Kein Lohn fürs Faserspinnen

Der Ex-Treuhandbetrieb Märkische Faser steht bei seinen Beschäftigten in der Kreide / Langwierige Übernahmeverhandlungen der Schweizer Alcor Chemie mit russischem Konzern  ■ Von Annette Jensen

Berlin (taz) – „Die Arbeit ist die Grundbedingung allen menschlichen Lebens“ steht in Stein gemeißelt am Eingang der Märkischen Faser AG in Premnitz. Arbeit gibt es noch in dem einzigen Großbetrieb des brandenburgischen Havelstädtchens, Geld dafür nicht mehr. „Der Arbeitgeber steht bei uns mit dem Juli-Lohn in der Kreide, und ob Ende dieses Monats ein zweiter dazukommt, ist noch fraglich“, klagt der Betriebsratsvorsitzende Hans-Joachim Maaß. Pünktlich um Viertel nach drei sollte sich gestern deshalb die Belegschaft am Werkstor treffen und gemeinsam zum Sozialamt marschieren – schweigend, wie Maaß betont. Schon 25 Faserarbeiter waren dort in den letzten Tagen vergeblich vorstellig geworden.

„Die bittere Alternative ist: Lohnfortzahlung oder Fortführung des Betriebs“, behauptet Vorstandssprecher Hinrich Timmann. Schuld an dem schon länger absehbaren Finanzloch trage die Landesregierung in Potsdam, die 17 Millionen Mark zurückhalte. Die aber bestreitet, dem einst größten Faserhersteller der DDR diesen Betrag zu schulden. Der Hintergrund: Als der ehemalige Treuhandbetrieb Ende letzten Jahres mal wieder in Zahlungsschwierigkeiten geraten war, kauften Treuhand und Landesregierung der einst für 5 Millionen Mark privatisierten Märkischen Faser Grundstücke für 25 Millionen Mark ab. Mit einem Gutachten versucht die Geschäftsführung jetzt zu belegen, daß der Wert der Immobilien weitaus höher sei. „Das sollen die vor Gericht austragen“, meint Betriebsrat Maaß. „Wir wollen unseren Lohn. Und wer muß helfen? Die Mutter, wie im echten Leben.“

Die sitzt in der Schweiz und heißt Alcor Chemie. Das mittelständische Handelshaus hatte die Faserfabrik Anfang 1992 übernommen. Ihre langjährigen Verbindungen in die Sowjetunion versprachen damals noch den Zugang zu Absatzmärkten. Doch die Geschichte fegte viele Geschäftsfreunde von ihren Stühlen, und die Handelsnetze wurden immer löchriger. So hielt die Alcor schon bald nach einem Übernahmeinteressenten für ihren gerade erworbenen ostdeutschen Betrieb Ausschau. Seit fast eineinhalb Jahren verhandelt sie mit dem russischen Konzern Ros-Textil, in dem 340 Textilfirmen zusammengeschlossen sind, die jedes Jahr 360.000 Tonnen Fasern verarbeiten. Etwa ein Drittel davon könnte aus Premnitz kommen. Um den Russen den Einstieg zu erleichtern, winkt die brandenburgische Landesregierung mit einer Starthilfe von 20 Millionen Mark. Langsam aber wird sie ungeduldig. „Es gibt Überlegungen, was bei einem Konkurs passiert“, sagt der Sprecher des brandenburgischen Wirtschaftsministeriums, Stefan von Senger. Man sei jedenfalls mit möglichen Partnern für eine Auffanglösung im Gespräch.

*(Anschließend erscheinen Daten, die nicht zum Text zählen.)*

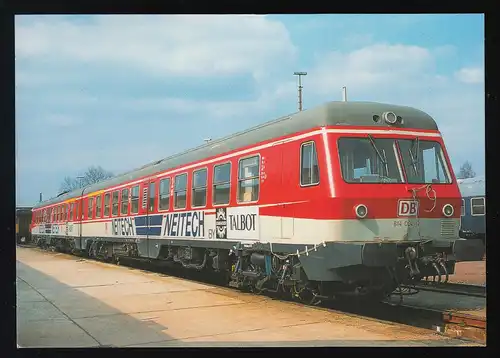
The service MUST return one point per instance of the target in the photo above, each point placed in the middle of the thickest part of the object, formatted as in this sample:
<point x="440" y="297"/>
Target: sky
<point x="121" y="91"/>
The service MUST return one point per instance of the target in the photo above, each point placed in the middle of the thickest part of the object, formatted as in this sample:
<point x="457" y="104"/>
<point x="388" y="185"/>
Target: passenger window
<point x="309" y="170"/>
<point x="152" y="195"/>
<point x="199" y="197"/>
<point x="165" y="194"/>
<point x="248" y="179"/>
<point x="114" y="210"/>
<point x="124" y="209"/>
<point x="90" y="207"/>
<point x="477" y="206"/>
<point x="98" y="206"/>
<point x="221" y="184"/>
<point x="134" y="200"/>
<point x="180" y="191"/>
<point x="106" y="204"/>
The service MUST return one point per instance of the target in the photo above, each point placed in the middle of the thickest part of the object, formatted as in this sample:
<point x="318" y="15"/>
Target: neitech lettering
<point x="187" y="224"/>
<point x="242" y="222"/>
<point x="123" y="227"/>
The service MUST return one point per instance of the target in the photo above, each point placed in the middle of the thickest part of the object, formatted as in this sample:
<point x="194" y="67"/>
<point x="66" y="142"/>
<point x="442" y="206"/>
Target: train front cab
<point x="396" y="207"/>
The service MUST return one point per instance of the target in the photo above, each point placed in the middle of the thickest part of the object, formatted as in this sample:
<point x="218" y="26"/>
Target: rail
<point x="452" y="288"/>
<point x="450" y="323"/>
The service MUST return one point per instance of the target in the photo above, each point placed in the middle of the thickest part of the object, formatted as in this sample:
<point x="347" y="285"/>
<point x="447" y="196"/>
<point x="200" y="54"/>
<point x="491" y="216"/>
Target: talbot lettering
<point x="242" y="222"/>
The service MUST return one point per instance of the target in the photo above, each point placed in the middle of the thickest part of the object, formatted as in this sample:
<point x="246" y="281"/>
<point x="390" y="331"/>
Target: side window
<point x="152" y="195"/>
<point x="309" y="171"/>
<point x="90" y="207"/>
<point x="477" y="206"/>
<point x="98" y="206"/>
<point x="221" y="184"/>
<point x="180" y="191"/>
<point x="114" y="204"/>
<point x="106" y="204"/>
<point x="164" y="194"/>
<point x="134" y="200"/>
<point x="199" y="197"/>
<point x="248" y="179"/>
<point x="124" y="209"/>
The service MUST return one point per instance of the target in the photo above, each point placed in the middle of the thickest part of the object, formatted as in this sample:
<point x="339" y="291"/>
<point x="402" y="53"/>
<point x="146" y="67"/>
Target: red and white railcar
<point x="345" y="197"/>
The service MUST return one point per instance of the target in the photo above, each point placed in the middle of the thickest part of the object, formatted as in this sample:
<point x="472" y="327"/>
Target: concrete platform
<point x="64" y="301"/>
<point x="473" y="306"/>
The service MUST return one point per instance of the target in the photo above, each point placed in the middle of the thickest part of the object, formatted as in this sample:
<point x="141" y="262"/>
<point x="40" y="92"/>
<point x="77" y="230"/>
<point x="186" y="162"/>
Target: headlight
<point x="390" y="117"/>
<point x="448" y="210"/>
<point x="361" y="211"/>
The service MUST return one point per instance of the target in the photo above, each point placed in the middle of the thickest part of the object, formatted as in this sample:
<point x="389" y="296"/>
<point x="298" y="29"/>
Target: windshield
<point x="369" y="160"/>
<point x="424" y="161"/>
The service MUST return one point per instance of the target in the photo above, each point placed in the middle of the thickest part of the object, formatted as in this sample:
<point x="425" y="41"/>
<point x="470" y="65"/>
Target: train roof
<point x="328" y="114"/>
<point x="472" y="186"/>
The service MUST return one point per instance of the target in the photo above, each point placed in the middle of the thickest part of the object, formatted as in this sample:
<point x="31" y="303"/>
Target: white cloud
<point x="471" y="75"/>
<point x="380" y="66"/>
<point x="186" y="45"/>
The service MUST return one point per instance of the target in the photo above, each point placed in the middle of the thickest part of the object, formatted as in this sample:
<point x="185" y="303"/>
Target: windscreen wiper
<point x="382" y="157"/>
<point x="414" y="158"/>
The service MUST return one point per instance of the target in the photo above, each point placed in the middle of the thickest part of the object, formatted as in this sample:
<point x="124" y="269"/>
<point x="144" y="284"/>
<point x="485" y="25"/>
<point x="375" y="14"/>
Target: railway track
<point x="452" y="288"/>
<point x="402" y="313"/>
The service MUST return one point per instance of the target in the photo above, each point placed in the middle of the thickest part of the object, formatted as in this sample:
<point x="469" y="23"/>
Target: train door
<point x="154" y="220"/>
<point x="141" y="220"/>
<point x="278" y="169"/>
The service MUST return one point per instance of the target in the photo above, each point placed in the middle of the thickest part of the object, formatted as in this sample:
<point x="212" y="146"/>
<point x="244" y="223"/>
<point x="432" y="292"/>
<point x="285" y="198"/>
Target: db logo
<point x="407" y="208"/>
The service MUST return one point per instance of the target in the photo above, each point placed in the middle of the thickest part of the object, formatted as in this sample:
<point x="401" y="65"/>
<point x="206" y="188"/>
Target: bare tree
<point x="92" y="175"/>
<point x="466" y="171"/>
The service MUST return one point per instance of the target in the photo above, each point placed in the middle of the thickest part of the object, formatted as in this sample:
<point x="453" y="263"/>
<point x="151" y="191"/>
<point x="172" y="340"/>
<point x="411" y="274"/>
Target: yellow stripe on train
<point x="98" y="192"/>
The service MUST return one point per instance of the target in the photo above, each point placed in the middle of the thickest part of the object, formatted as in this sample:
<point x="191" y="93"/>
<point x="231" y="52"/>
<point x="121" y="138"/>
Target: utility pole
<point x="80" y="181"/>
<point x="344" y="94"/>
<point x="300" y="74"/>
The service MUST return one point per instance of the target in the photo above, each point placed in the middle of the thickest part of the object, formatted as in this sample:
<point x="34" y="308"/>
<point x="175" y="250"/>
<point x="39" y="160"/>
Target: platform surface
<point x="64" y="301"/>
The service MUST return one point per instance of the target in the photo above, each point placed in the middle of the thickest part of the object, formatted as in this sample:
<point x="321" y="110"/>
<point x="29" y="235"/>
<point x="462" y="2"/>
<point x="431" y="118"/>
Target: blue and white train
<point x="473" y="210"/>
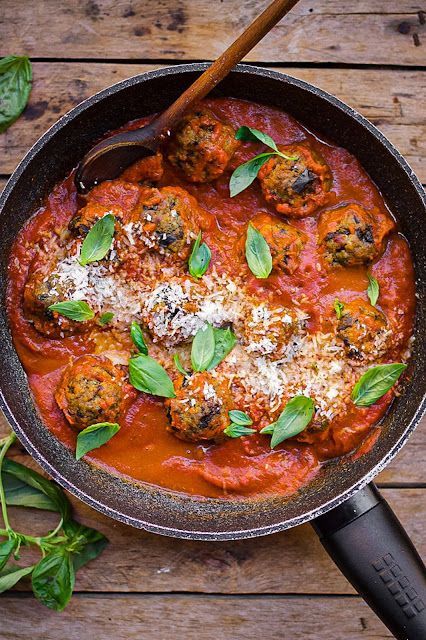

Noch stehen 1.200 Leute bei der Märkischen Faser auf den Lohnlisten. Als Erich Honecker ein Jahr vor seinem Sturz dem Betrieb seine Aufwartung machte, waren es noch 6.800 gewesen. Seit 1990 wurde dann kräftig entlassen: Vor allem Frauen bekamen massenweise ihre Kündigungen zugeschickt. Im letzten Jahr versuchte die Landesregierung, den Rausschmiß von fast 700 Beschäftigten durch eine Auffanggesellschaft abzufedern. Als ABM-Kräfte räumen sie jetzt das Gelände auf.